Gussy:
Yes, there is an LCD. Before I purchased the strobe I used the internal flash and LCD, but found out later that what looks good in the LCD can look really bad when I look at it in the computer.
The answer is to Bracket, Bracket and Bracket some more. Set your camera on aperture priority meaning that your shutter speed will automatically adjust for the background lighting, what you will be responsible for is adjusting the aperture which in turn will control the amount of strobe light coming into your camera.
Start with an aperture opening of lets say f5.6 and you look at the LCD and find the image kind of dim, take another shot at f 4.0, if this looks better take another at f 4.0 ½ if you are not sure keep bracketing! It’s not like you will be wasting FILM!

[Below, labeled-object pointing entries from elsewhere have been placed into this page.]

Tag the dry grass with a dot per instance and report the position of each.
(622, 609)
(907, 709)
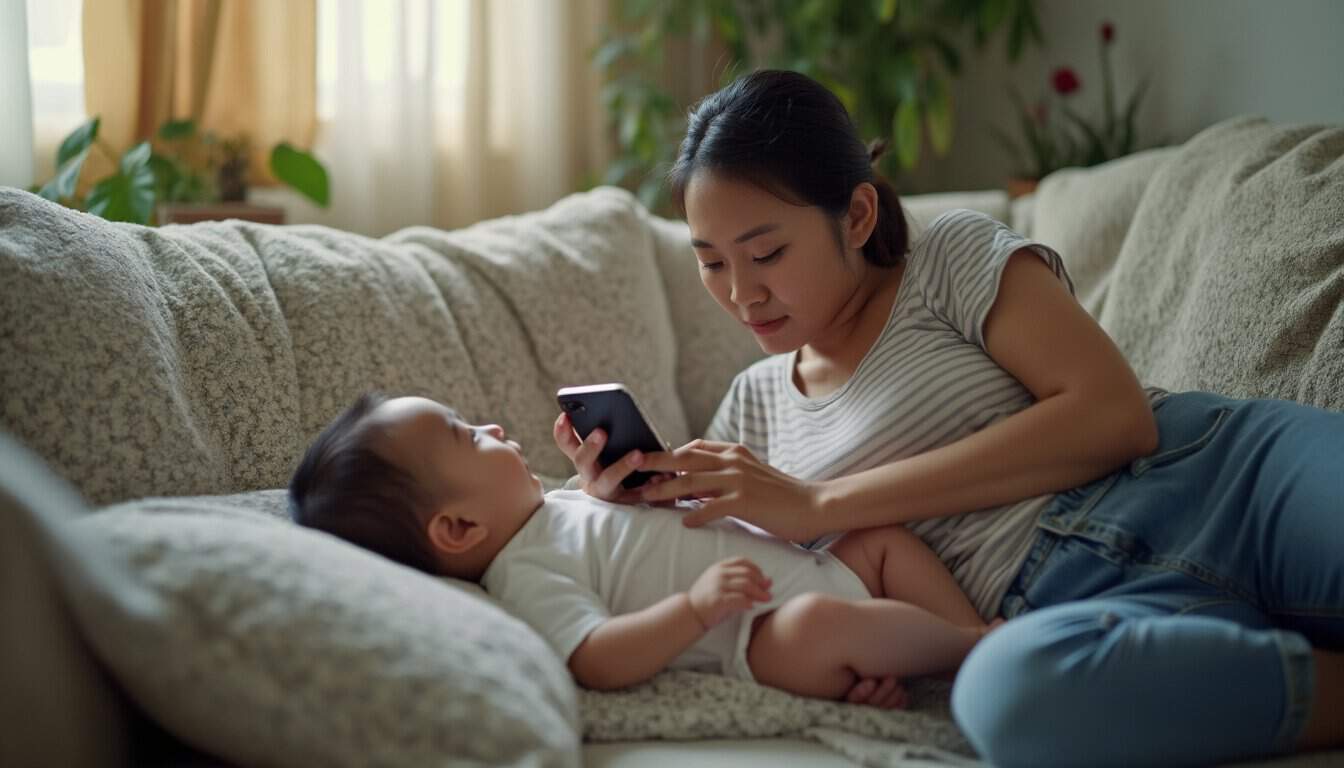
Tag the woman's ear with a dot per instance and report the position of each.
(454, 534)
(863, 215)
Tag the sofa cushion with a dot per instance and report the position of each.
(59, 705)
(282, 646)
(1231, 279)
(1085, 214)
(203, 358)
(711, 346)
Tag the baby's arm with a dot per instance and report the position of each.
(816, 644)
(633, 647)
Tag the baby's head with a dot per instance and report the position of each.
(407, 479)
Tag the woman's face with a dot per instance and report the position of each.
(776, 266)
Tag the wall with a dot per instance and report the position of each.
(1206, 61)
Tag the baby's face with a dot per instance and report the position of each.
(457, 460)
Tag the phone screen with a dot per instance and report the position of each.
(613, 409)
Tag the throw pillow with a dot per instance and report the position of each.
(282, 646)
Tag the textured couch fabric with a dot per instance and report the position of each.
(202, 359)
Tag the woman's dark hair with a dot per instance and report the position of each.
(346, 488)
(790, 136)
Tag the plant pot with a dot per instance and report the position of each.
(1018, 187)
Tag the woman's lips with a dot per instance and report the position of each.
(768, 327)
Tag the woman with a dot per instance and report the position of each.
(1169, 560)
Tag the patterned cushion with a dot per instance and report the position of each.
(203, 358)
(281, 646)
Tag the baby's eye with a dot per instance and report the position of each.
(769, 257)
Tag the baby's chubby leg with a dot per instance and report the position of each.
(894, 562)
(816, 644)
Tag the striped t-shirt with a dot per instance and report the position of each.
(928, 381)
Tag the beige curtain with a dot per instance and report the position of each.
(445, 113)
(237, 67)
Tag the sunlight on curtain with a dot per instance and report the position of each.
(15, 94)
(55, 67)
(445, 113)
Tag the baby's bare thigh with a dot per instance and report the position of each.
(863, 550)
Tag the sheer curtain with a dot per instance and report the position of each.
(16, 119)
(445, 113)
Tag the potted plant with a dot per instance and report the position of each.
(187, 167)
(890, 62)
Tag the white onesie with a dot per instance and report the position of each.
(579, 561)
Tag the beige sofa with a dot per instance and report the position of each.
(170, 379)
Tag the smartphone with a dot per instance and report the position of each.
(614, 409)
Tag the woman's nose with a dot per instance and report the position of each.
(745, 291)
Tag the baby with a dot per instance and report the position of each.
(622, 592)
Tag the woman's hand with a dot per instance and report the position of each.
(882, 693)
(733, 482)
(596, 480)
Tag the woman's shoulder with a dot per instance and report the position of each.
(957, 229)
(761, 371)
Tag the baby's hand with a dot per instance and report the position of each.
(726, 588)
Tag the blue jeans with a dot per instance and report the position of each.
(1168, 611)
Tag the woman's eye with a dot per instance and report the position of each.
(769, 257)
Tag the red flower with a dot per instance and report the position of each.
(1065, 81)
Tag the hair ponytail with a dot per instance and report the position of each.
(790, 136)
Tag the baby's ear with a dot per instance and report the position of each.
(453, 534)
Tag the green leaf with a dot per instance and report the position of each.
(136, 158)
(165, 176)
(950, 58)
(78, 141)
(127, 195)
(300, 171)
(906, 131)
(612, 51)
(175, 129)
(66, 179)
(938, 116)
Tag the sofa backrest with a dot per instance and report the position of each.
(1231, 275)
(203, 358)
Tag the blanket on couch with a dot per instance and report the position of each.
(1231, 275)
(202, 359)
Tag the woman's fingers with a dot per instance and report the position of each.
(565, 437)
(698, 484)
(585, 459)
(707, 513)
(686, 459)
(608, 483)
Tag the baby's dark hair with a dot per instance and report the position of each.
(344, 487)
(790, 136)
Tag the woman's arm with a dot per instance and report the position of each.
(1090, 417)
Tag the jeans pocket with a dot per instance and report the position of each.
(1171, 455)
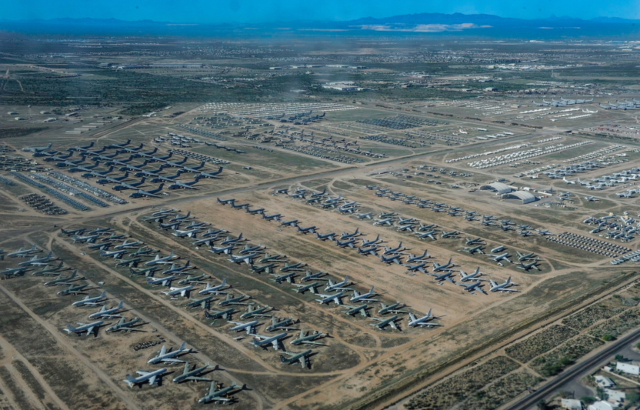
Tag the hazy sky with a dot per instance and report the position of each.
(252, 11)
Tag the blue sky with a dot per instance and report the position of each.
(253, 11)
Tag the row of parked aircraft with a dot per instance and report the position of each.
(89, 160)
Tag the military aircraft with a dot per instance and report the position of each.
(303, 288)
(217, 395)
(442, 277)
(423, 321)
(107, 313)
(215, 289)
(90, 328)
(256, 312)
(500, 258)
(230, 300)
(141, 193)
(444, 267)
(193, 374)
(503, 287)
(339, 285)
(35, 261)
(266, 341)
(72, 290)
(165, 356)
(61, 281)
(14, 272)
(289, 277)
(383, 323)
(91, 301)
(166, 281)
(451, 234)
(217, 314)
(329, 298)
(364, 297)
(528, 266)
(428, 234)
(184, 185)
(50, 271)
(309, 338)
(160, 261)
(124, 326)
(23, 253)
(394, 308)
(302, 358)
(211, 174)
(149, 377)
(174, 292)
(472, 276)
(274, 217)
(248, 326)
(472, 287)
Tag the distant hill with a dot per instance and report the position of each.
(477, 25)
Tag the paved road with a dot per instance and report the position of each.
(578, 370)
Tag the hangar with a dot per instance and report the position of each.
(498, 187)
(525, 197)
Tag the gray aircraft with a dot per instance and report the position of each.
(339, 286)
(423, 321)
(472, 287)
(72, 290)
(529, 266)
(124, 326)
(193, 375)
(303, 288)
(444, 267)
(166, 281)
(473, 249)
(149, 377)
(49, 271)
(309, 338)
(289, 277)
(336, 298)
(215, 289)
(258, 311)
(175, 292)
(35, 261)
(394, 308)
(91, 301)
(383, 323)
(107, 313)
(249, 327)
(500, 258)
(364, 297)
(284, 324)
(14, 272)
(165, 356)
(61, 281)
(218, 314)
(475, 275)
(230, 300)
(90, 328)
(266, 341)
(204, 303)
(160, 261)
(218, 395)
(23, 253)
(503, 287)
(302, 358)
(442, 277)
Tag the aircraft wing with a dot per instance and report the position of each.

If the image from you first shot is grossly OVER exposed at f5.6 power down your strobe or add some diffusers to cut down on the light. UNDER exposure means that you maybe too far from your subject.

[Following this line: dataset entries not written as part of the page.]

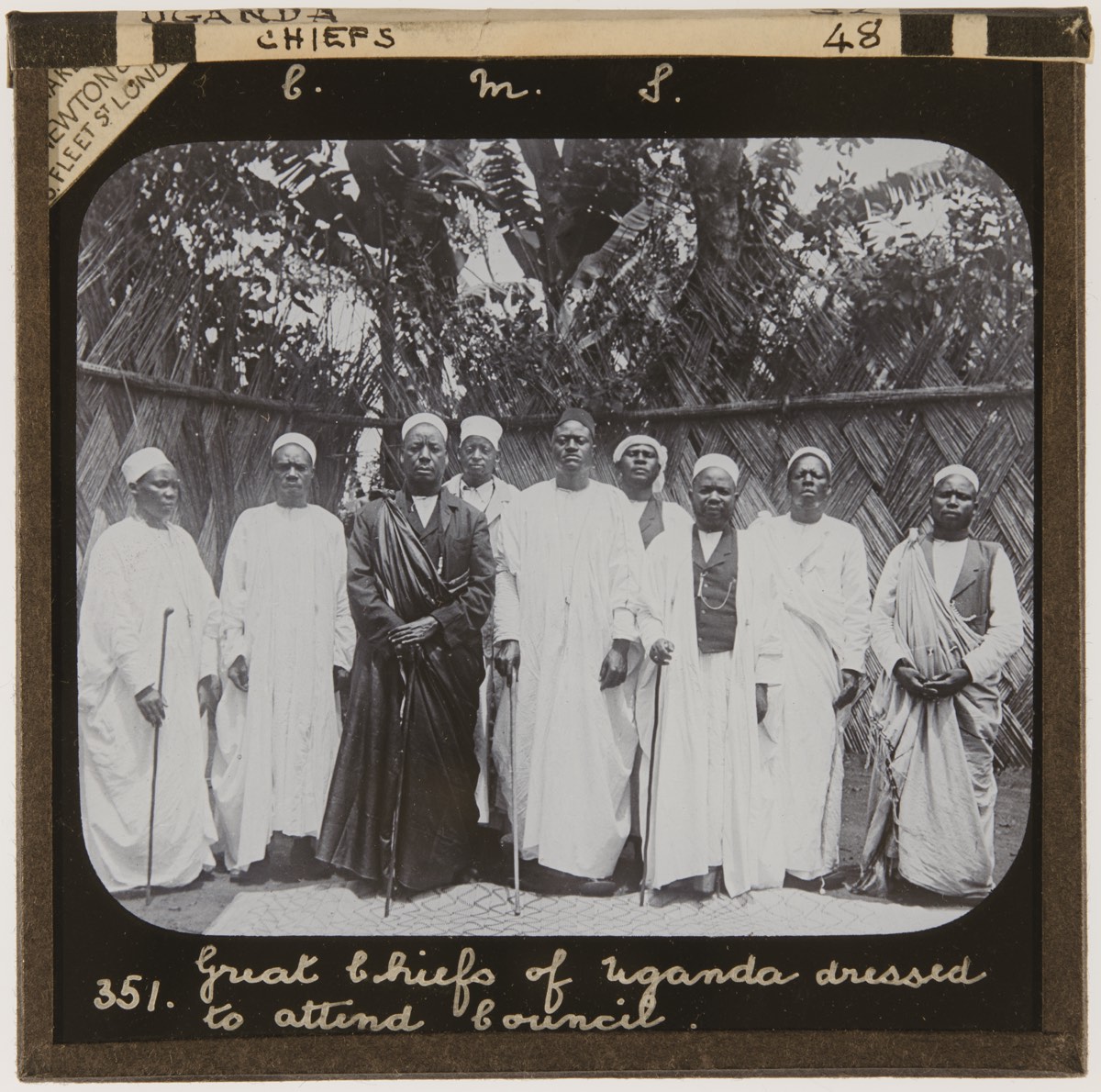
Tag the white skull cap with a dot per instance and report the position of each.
(424, 418)
(304, 441)
(479, 425)
(719, 462)
(141, 462)
(818, 452)
(957, 468)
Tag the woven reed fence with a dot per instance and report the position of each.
(885, 448)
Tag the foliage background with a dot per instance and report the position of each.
(353, 282)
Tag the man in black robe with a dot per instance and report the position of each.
(421, 586)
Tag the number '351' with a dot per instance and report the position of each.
(128, 997)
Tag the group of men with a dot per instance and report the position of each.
(590, 672)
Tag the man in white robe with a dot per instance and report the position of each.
(479, 485)
(820, 574)
(139, 569)
(639, 464)
(567, 589)
(945, 619)
(706, 618)
(287, 641)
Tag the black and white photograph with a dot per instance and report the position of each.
(554, 538)
(535, 534)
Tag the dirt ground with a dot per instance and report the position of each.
(195, 908)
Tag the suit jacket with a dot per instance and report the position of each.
(504, 496)
(466, 552)
(972, 594)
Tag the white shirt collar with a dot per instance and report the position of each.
(425, 506)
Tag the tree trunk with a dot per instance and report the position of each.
(717, 175)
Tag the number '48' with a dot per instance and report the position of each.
(869, 37)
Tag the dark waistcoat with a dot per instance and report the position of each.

If you have any doubt in your mind about the exposure keep taking pictures using the entire aperture range if you have to. Practice and repeat this routine over and over again and you will begin to learn and zero in on the correct or almost correct aperture settings for a given distance, by then you will most likely be bracketing only with three different settings. But on rare subjects I would be bracketing up to 15 or more shots!
And I am just telling you about bracketing for the correct exposure. Bracketing also applies to Focusing and Composition. Like which part of the subject do you what in focus or variations in angles on different compositions.
Practice and practice all this on land before you get wet, like I said before its not like you will be wasting film.
Shot upwards if you can and close...real close.
PS. Set the ISO to the lowest setting possible this is the only TRUE ISO of any digital camera. Changing the ISO setting is the biggest LIE I have ever heard in Digital Photography, the only way one can change the ISO is to change the CCD that has pixels that are rated for a certain ISO. What the manufacturers are doing is PUSHING the sensor by Amplification and getting noise.